Part 51 (2/2)

'What! Are you going to believe them, too?'

'Never!'

'It is that which drives me beyond all patience,' proceeded Charles, 'to see Philip lay hold of my father, and twist him about as he chooses, and set every one down with his authority.'

'Philip soon goes abroad,' said Amy, who could not at the moment say anything more charitable.

'Ay! there is the hope. My father will return to his natural state provided they don't drive Guy, in the meantime, to do something desperate.'

'No, they won't,' whispered Amy.

'Well, give me the blotting-book. I'll write to him this moment, and tell him we are not all the tools of Philip's malice.'

Amy gave the materials to her brother, and then turning away, busied herself in silence as best she might, in the employment her mother had recommended her, of sorting some garden-seeds for the cottagers. After an interval, Charles said,

'Well, Amy, what shall I say to him for you?'

There was a little silence, and presently Amy whispered, 'I don't think I ought.'

'What?' asked Charles, not catching her very low tones, as she sat behind him, with her head bent down.

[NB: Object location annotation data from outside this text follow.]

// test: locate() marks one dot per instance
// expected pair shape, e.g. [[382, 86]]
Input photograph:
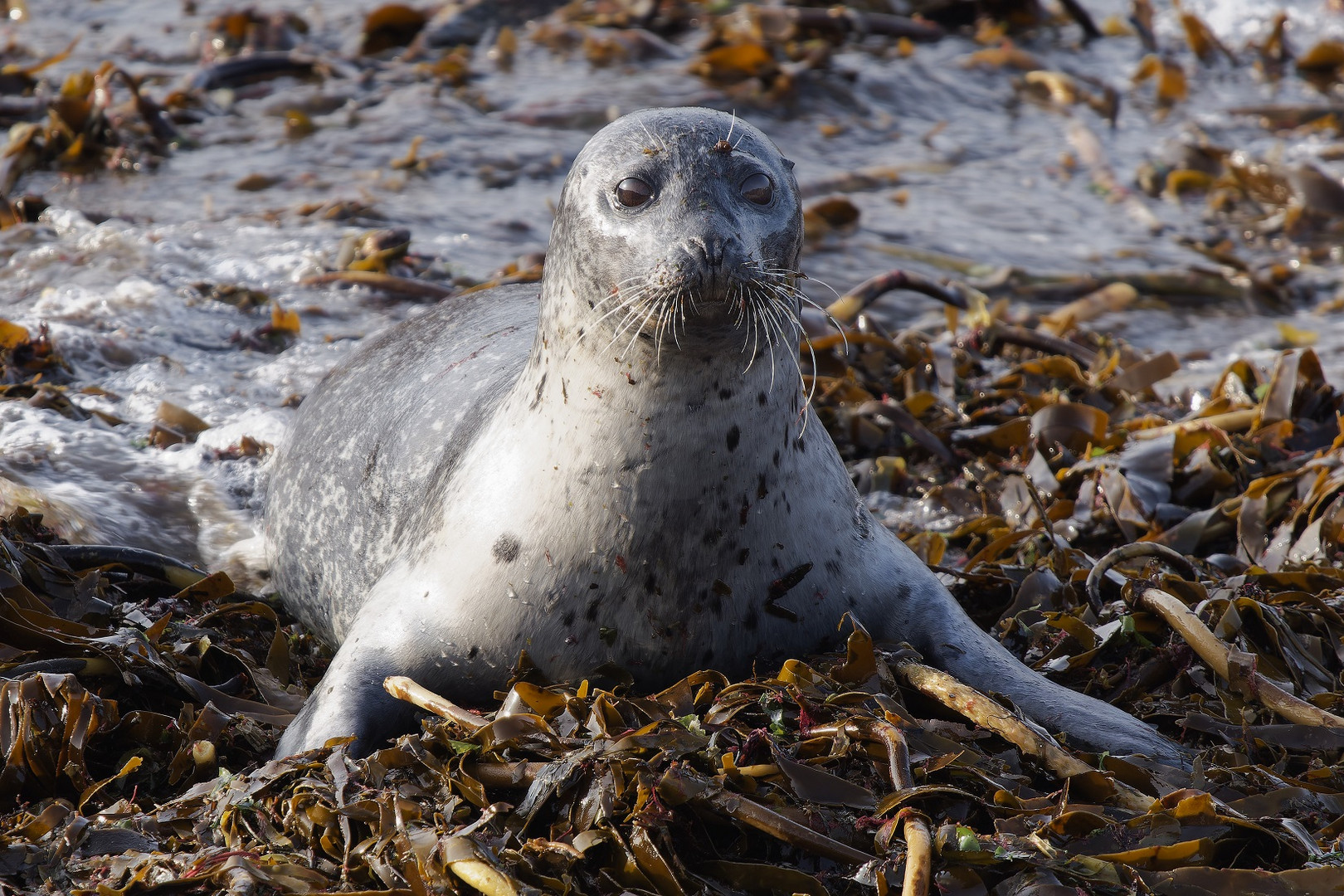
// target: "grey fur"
[[596, 484]]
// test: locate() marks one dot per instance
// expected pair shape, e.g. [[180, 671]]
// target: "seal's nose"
[[711, 249]]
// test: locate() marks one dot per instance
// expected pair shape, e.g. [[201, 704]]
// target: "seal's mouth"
[[752, 306]]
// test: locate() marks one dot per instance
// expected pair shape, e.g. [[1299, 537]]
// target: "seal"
[[626, 470]]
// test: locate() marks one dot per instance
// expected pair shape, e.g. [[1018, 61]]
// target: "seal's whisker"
[[767, 314]]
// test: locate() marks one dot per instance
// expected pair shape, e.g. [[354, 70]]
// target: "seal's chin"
[[750, 309]]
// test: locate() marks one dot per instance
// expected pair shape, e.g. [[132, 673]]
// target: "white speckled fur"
[[498, 476]]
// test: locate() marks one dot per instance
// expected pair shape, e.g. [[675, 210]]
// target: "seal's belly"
[[663, 557]]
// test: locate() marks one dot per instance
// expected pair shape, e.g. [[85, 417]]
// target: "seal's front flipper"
[[350, 700], [928, 617], [979, 660]]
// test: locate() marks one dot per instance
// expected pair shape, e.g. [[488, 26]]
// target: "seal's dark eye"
[[758, 190], [633, 192]]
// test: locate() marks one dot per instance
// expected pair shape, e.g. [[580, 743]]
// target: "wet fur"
[[505, 473]]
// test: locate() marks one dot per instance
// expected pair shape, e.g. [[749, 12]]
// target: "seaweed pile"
[[1172, 550], [1031, 461]]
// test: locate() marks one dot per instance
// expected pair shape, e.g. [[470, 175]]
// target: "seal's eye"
[[633, 192], [758, 190]]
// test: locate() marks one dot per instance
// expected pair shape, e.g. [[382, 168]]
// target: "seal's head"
[[679, 223]]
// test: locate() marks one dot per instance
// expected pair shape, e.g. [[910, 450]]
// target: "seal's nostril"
[[711, 249]]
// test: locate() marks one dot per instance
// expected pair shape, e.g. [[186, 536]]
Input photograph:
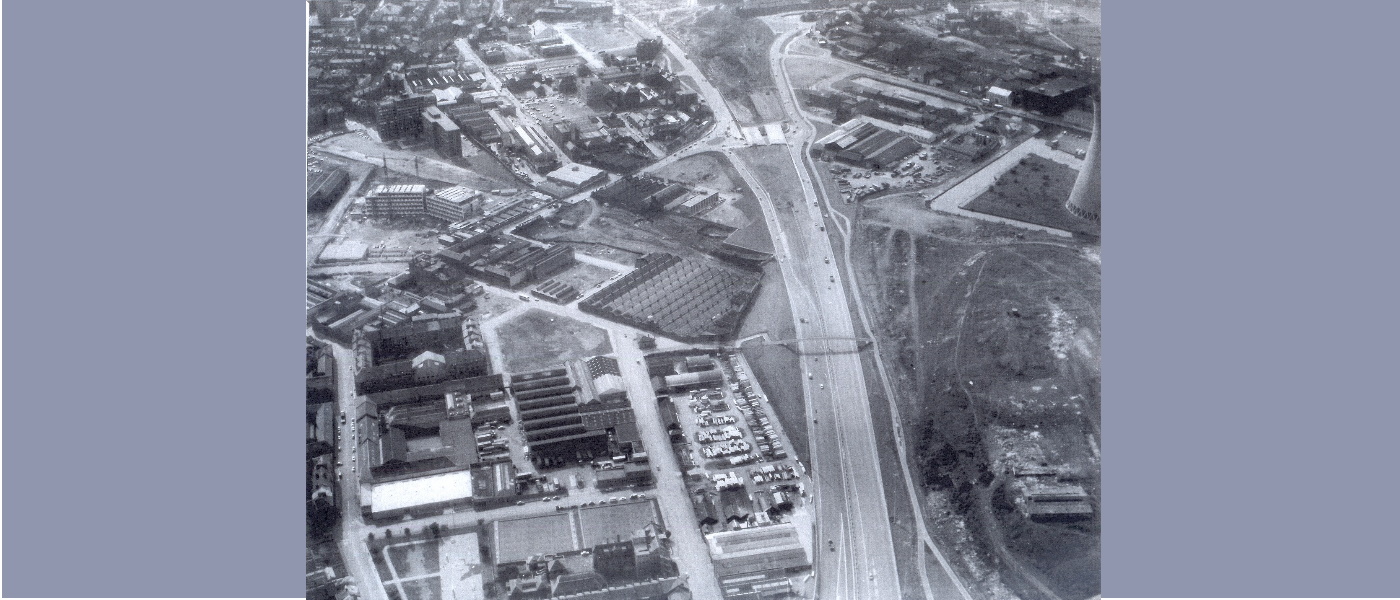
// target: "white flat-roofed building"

'I don't think it would be right,' she repeated, more steadily.

'Not right for you to say you don't think him a villain?'

'Papa said I was to have no--'and there her voice was stopped with tears.

'This is absurd, Amy,' said Charles; 'when it all was approved at first, and now my father is acting on a wrong impression; what harm can there be in it? Every one would do so.'

'I am sure he would not think it right,' faltered Amy.

'He? You'll never have any more to say to him, if you don't take care what you are about.'

'I can't help it,' said Amy, in a broken voice. 'It is not right.'

'Nonsense! folly!' said Charles. 'You are as bad as the rest. When they are persecuting, and slandering, and acting in the most outrageous way against him, and you know one word of yours would carry him through all, you won't say it, to save him from distraction, and from doing all my father fancies he has done. Then I believe you don't care a rush for him, and never want to see him again, and believe the whole monstrous farrago. I vow I'll say so.'

'O Charles, you are very cruel!' said Amy, with an irrepressible burst of weeping.

'Then, if you don't believe it, why can't you send one word to comfort him?'

She wept in silence for some moments; at last she said,--

'It would not comfort him to think me disobedient. He will trust me without, and he will know what you think. You are very kind, dear Charlie; but don't persuade me any more, for I can't bear it. I am going away now; but don't fancy I am angry, only I don't think I can sit by while you write that letter.'

Poor little Amy, she seldom knew worse pain than at that moment, when she was obliged to go away to put it out of her power to follow the promptings of her heart to send the few kind words which might prove that nothing could shake her love and trust.